Roped into this swirling gyre of pastoral English Hell is Lara Secord-Haid as the new governess to young wards Miles and Flora. Secord-Haid's light, flowing soprano suggests a youth that sets her only a few years above the children in her care. Her mannered porcelain face keeps her terror under wraps until it's all but surrounding her and overwhelming her spirit. More than her anything, the slow release of her auburn hair allows her inner unraveling to show through on the outside.
As her charges, Helen Zhibing Huang's Flora and Caleb Killingsworth's Miles are superb. It's a difficult dance to be an adult talent and yet maintain a child-like innocence. Both are honest-to-god adults, but you'd be fooled to think so in costume and in the superb lighting effects. It's Killingsworth's Miles who, in the tradition of English boy sopranos, is given the richer material in the supernatural tug between earthly and ethereal. And I'll be damned if I'd have ever thought him to be a college student at Belmont. His superb countertenor voice (read: high notes) sails through the space.
Rounding out the cast is Kaylee Nichols as Mrs. Grose, the housekeeper at Bly. More than that, though, she is the keeper of secrets with full knowledge of what has happened in the house's past. It is Grose who is able to end the horrors that persist in the house and Nichols plays her with a guarded intensity. She is afraid of what she knows, of what she has seen. Nichols' mezzo-soprano voice manages to pierce through in the larger group moments with contrapuntal musical lines coming from every direction. It's wonderful to see her versatility, having last played the Mother in Amahl at Christmas.
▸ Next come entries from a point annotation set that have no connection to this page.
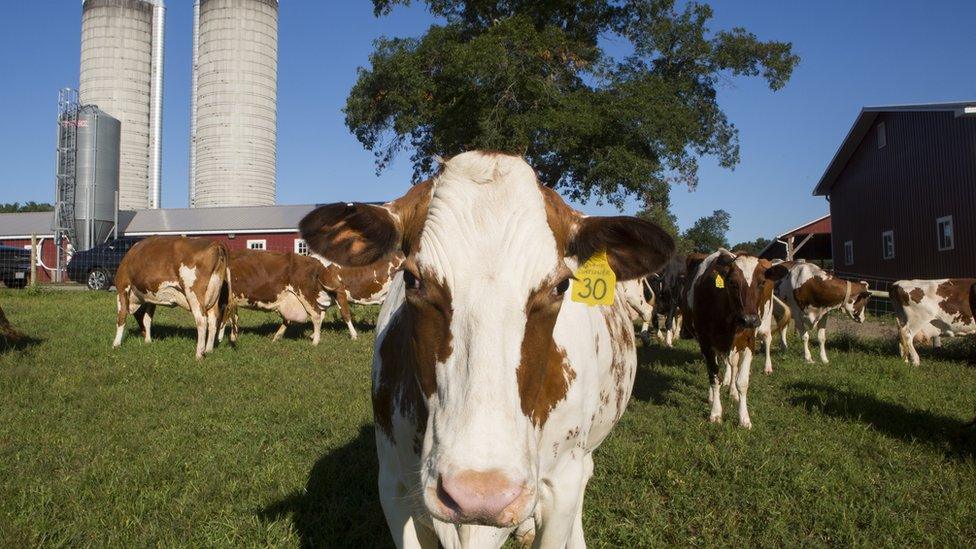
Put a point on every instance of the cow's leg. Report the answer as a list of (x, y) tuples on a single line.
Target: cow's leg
[(822, 338), (211, 328), (317, 317), (281, 330), (343, 301), (714, 387), (742, 385), (768, 343), (122, 303), (557, 514)]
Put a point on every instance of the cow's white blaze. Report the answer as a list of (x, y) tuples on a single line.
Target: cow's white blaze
[(488, 241)]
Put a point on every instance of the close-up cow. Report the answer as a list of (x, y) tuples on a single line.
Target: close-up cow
[(725, 300), (928, 309), (491, 387), (812, 293), (192, 273)]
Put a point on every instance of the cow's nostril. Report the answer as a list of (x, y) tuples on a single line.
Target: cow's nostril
[(479, 496)]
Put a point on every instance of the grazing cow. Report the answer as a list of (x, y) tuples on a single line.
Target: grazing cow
[(286, 282), (668, 287), (811, 293), (366, 285), (724, 299), (641, 306), (192, 273), (491, 387), (928, 309)]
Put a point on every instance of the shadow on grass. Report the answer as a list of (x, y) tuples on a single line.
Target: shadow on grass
[(658, 371), (957, 439), (339, 506)]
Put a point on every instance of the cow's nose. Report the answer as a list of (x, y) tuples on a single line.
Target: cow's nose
[(751, 321), (485, 497)]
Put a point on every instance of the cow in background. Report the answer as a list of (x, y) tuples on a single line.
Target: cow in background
[(192, 273), (928, 309), (668, 287), (366, 285), (724, 301), (491, 387), (811, 293), (285, 282)]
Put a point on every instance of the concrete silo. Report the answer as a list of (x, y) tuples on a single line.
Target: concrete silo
[(122, 73), (234, 102)]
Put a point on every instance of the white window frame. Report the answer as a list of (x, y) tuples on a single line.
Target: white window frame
[(884, 244), (938, 233)]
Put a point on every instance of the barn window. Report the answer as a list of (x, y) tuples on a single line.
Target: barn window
[(888, 244), (946, 239)]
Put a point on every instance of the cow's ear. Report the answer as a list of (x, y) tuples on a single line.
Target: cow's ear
[(357, 234), (777, 272), (635, 247)]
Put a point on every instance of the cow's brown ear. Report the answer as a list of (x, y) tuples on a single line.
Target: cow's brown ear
[(357, 234), (776, 272), (635, 247)]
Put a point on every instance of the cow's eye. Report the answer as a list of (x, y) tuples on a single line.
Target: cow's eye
[(410, 280), (559, 289)]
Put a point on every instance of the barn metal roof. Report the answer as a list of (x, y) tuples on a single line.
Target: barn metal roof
[(240, 219), (864, 123)]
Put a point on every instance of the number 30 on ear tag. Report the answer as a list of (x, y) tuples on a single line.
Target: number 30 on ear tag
[(595, 281)]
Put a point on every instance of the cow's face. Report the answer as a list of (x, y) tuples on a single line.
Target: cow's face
[(748, 284), (856, 302), (489, 258)]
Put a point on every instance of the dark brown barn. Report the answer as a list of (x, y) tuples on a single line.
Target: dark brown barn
[(902, 192)]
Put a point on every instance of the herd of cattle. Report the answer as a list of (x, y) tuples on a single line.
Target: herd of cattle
[(491, 386)]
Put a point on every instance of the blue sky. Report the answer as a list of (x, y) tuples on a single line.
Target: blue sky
[(854, 53)]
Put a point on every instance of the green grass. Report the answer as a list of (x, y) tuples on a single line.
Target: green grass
[(271, 443)]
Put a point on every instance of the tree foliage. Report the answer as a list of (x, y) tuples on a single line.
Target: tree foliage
[(708, 234), (17, 207), (533, 77)]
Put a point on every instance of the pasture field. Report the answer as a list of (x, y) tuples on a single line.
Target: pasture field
[(270, 444)]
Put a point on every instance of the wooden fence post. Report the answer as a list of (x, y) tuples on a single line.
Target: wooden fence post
[(34, 255)]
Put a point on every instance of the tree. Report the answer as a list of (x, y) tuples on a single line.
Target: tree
[(754, 247), (533, 77), (708, 233), (17, 207)]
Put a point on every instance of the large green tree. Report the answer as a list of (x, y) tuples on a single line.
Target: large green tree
[(535, 77)]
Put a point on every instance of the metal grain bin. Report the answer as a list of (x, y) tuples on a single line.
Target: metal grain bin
[(234, 100)]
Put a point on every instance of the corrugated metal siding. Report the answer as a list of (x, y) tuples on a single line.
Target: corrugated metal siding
[(926, 170)]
The chance to see a Benjamin Britten opera is all too rare. His works, though brilliant, can be difficult and have not yet entered the wider popular repertoire in the ways Puccini and Strauss have. It's been since 2013 that the Met last mounted one of his works. Nashville Opera's model of two large mainstage productions at TPAC and two in-house engagements at the Noah Liff Opera Center is laudable. It allows the popular, well-known works to be brought to a large audience and gives a chance for intimate, lesser-known operas to be performed in novel ways for the die-hards. Nashville Opera's production gives you all of the ooky-spooky with none of the kitsch. With a talented cast and the excellent orchestra led by Dean Williamson, this is one walk through a haunted house you don't want to miss.
The Nashville Opera production of Benjamin Britten's The Turn of the Screw opens tonight at 8 p.m. at the Noah Liff Opera Center and continues Saturday night at 8 and Sunday afternoon at 4 p.m. Limited tickets remain and more information can be found at the Opera's website.